The first task was to extract the nerves from each bone. By sustained effort, using the contractors’ lorry and wire ropes, they managed to pull out sinews of several feet in length.

Such was the stench of rotting flesh that the many spectators who had gathered in Wood Street kept their distance. Each jaw bone had to be set in six feet of concrete and then the workmen used ladders, ropes, chains and pulleys to cajole them to form a perfectly symmetrical arch.

Although today the weather beaten jaw bones are showing a few cracks and are covered in places with moss, they appear sturdy and remain firmly in place; they give every indication they could last as long as, or even longer than their predecessors.

Motorists travelling along Wood Street often miss the jawbones, especially now that the trees are in leaf and much of that side of the road is filled with parked cars.

Pedestrians get a far better view, and might like to renew an old Chipping Barnet custom: according to local legend it was good luck to walk under the archway and make a wish.

..the house was built in 1815 and the first reference to it being named Whalebones was on a map dated 1872

Whalebones was the home for many years of Miss Gwyn Cowing whose family owned the Barnet Press. When the previous whalebones archway had to be removed because it was unsafe, she was determined to keep up the tradition and asked her architect to seek the advice of staff at the Natural History Museum in London.

They put him in touch with a whaling and sealing company in Norway. Miss Cowing related what happened next in a letter to Hertfordshire Countryside:
“The company obligingly promised a pair of whalebones and, sure enough, they arrived one cold May morning on a lorry from Hull. They had been shipped there from Bergen, which they had reached from the South Seas.

“They had a very pronounced odour and we found that this was mostly caused by the rotting nerve and blood vessels discernible in a cavity. This matter was extracted by driving forward a lorry affixed thereto.

“The Norwegians wrote charming letters in excellent English and would accept no payment for their part in the transaction.”

In its account of the installation of the replacement jaw bones, a reporter for the Barnet Press suggested there was a connection between the original set of bones and a house on the opposite side of Wood Street which had a large flagpole in the garden.

However, Captain Fyson, the owner of the house, denied having brought the bones back to Barnet. He thought they might be connected to the famous polar explorer John Franklin (1786–1847) who had once lived in Whalebones and who, according to local legend, had installed the first set of whalebones sometime in the 1830s.

The following week’s edition of the paper offered an alternative version: Frederick Brown, who lived at 92 Wood Street, said his sister was married to Mr Easton, a Thames waterman, who had lived at the house and had started the tradition.
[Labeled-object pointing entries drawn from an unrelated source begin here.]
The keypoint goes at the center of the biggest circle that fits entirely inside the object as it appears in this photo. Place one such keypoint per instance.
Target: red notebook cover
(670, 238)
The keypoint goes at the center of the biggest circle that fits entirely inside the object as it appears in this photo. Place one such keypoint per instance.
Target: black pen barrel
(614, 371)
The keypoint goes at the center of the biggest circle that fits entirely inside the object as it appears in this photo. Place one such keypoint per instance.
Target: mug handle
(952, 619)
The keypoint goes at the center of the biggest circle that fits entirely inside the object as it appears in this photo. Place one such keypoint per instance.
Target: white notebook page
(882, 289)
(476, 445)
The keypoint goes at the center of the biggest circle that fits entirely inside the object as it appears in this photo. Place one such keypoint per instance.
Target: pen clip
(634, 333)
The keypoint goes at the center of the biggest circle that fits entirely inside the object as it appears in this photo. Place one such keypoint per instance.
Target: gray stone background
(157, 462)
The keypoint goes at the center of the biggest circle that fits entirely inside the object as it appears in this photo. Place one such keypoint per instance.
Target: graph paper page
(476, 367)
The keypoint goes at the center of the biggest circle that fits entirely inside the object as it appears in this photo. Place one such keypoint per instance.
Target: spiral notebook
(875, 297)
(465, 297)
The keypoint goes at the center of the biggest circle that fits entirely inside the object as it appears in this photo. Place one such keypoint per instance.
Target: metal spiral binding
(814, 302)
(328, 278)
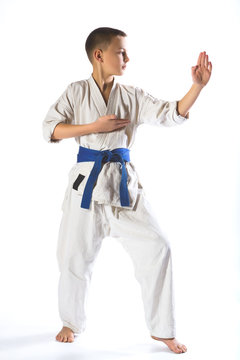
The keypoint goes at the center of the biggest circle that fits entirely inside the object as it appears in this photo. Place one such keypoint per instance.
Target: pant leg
(139, 233)
(80, 238)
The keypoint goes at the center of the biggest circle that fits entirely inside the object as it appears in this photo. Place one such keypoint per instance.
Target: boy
(104, 196)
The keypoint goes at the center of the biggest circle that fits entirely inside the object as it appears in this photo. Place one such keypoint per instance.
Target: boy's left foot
(173, 344)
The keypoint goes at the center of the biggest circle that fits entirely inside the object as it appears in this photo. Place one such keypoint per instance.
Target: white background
(190, 173)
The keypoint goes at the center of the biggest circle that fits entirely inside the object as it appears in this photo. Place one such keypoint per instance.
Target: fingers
(203, 61)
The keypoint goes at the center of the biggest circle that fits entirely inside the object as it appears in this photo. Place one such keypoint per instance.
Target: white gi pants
(80, 236)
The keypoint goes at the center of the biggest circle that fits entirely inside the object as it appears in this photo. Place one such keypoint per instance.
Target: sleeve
(158, 112)
(61, 111)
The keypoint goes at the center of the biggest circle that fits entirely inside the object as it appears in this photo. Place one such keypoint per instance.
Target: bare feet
(173, 344)
(65, 335)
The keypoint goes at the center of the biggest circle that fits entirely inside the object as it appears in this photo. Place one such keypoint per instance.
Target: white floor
(207, 317)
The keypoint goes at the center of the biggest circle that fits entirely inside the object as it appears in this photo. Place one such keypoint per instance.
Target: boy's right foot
(65, 335)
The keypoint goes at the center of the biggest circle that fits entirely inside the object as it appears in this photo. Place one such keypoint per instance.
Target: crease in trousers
(81, 234)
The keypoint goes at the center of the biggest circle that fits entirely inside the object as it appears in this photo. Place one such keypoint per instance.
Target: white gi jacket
(83, 103)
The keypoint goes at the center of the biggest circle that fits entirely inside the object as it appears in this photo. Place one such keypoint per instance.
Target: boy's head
(106, 48)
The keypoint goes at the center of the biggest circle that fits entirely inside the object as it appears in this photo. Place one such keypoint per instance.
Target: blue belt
(102, 157)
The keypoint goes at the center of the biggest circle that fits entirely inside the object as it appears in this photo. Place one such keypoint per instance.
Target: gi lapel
(98, 99)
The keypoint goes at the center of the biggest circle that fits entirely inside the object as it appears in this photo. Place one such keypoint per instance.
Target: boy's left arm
(200, 74)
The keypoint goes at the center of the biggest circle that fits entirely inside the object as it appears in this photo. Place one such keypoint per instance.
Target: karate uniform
(135, 226)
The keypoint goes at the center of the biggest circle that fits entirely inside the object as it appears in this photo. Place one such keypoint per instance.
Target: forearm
(184, 105)
(64, 131)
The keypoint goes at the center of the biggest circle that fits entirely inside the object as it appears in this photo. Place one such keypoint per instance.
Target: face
(115, 57)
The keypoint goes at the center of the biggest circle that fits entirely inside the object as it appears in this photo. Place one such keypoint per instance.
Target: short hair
(100, 38)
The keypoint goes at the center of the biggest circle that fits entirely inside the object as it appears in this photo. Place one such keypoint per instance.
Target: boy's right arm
(105, 123)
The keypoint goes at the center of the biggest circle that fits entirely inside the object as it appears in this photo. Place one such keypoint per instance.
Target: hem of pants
(164, 334)
(73, 328)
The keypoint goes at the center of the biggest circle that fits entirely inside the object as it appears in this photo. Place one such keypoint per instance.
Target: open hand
(202, 71)
(109, 123)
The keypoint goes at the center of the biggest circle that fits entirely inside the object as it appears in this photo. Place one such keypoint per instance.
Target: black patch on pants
(78, 181)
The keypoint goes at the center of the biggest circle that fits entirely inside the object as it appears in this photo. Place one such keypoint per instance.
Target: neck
(104, 82)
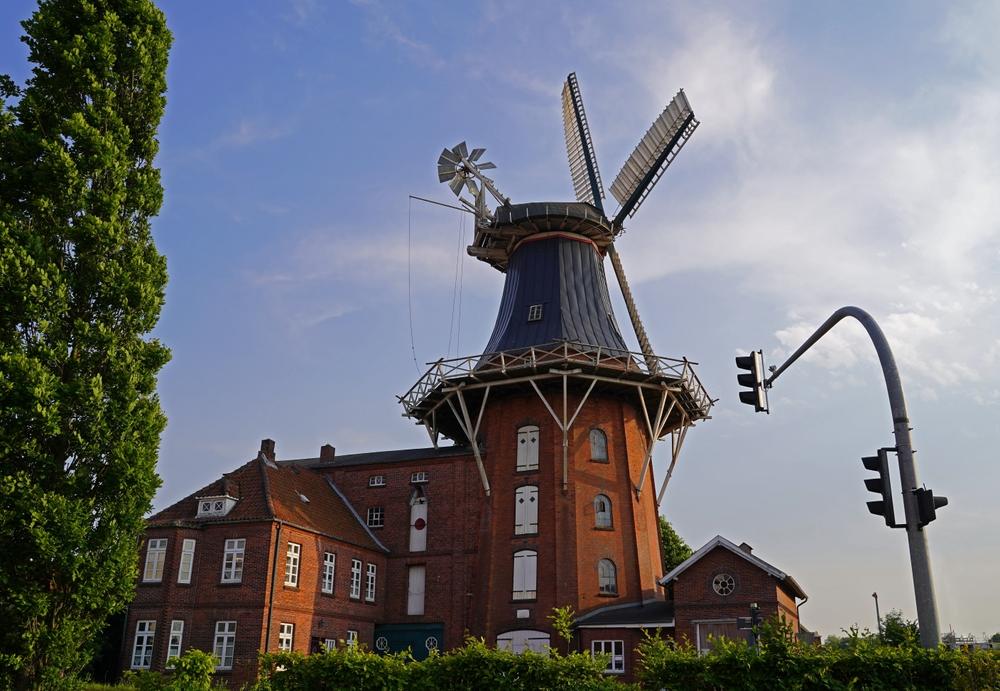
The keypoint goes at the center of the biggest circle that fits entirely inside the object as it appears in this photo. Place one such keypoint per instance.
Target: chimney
(267, 448)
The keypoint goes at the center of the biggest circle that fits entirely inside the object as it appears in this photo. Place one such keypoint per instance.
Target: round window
(724, 584)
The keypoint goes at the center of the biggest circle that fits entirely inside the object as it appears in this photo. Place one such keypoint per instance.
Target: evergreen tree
(81, 287)
(672, 545)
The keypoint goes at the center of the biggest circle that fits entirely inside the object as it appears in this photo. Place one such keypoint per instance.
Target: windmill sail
(654, 153)
(580, 147)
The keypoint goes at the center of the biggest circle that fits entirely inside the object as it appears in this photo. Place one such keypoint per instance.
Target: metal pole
(923, 582)
(878, 617)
Mr Easton had joined the firm of Smith & Sons, whalebone and sealskin merchants, who plied their trade from the Thames, and he obtained a pair of whalebones which it was thought were erected in the 1860s and gave the house its name.

Records at Barnet Museum suggest the house was built in 1815 and the first reference to it being named Whalebones was on a map dated 1872.

Over the years countless Barnet youngsters have marvelled at the size of the jaw bones from a blue whale, the largest species captured in the South Seas.

Angela Morris of King’s Road, Barnet, remembers that as a seven-year-old in the 1950s she attended a Brownie pack that met in the barn at Whalebones.

“In those days there were another two sets of whalebones, only much smaller. One was at the gateway to the house and one that had fallen down beside the path that went to the barn where the Brownies met.”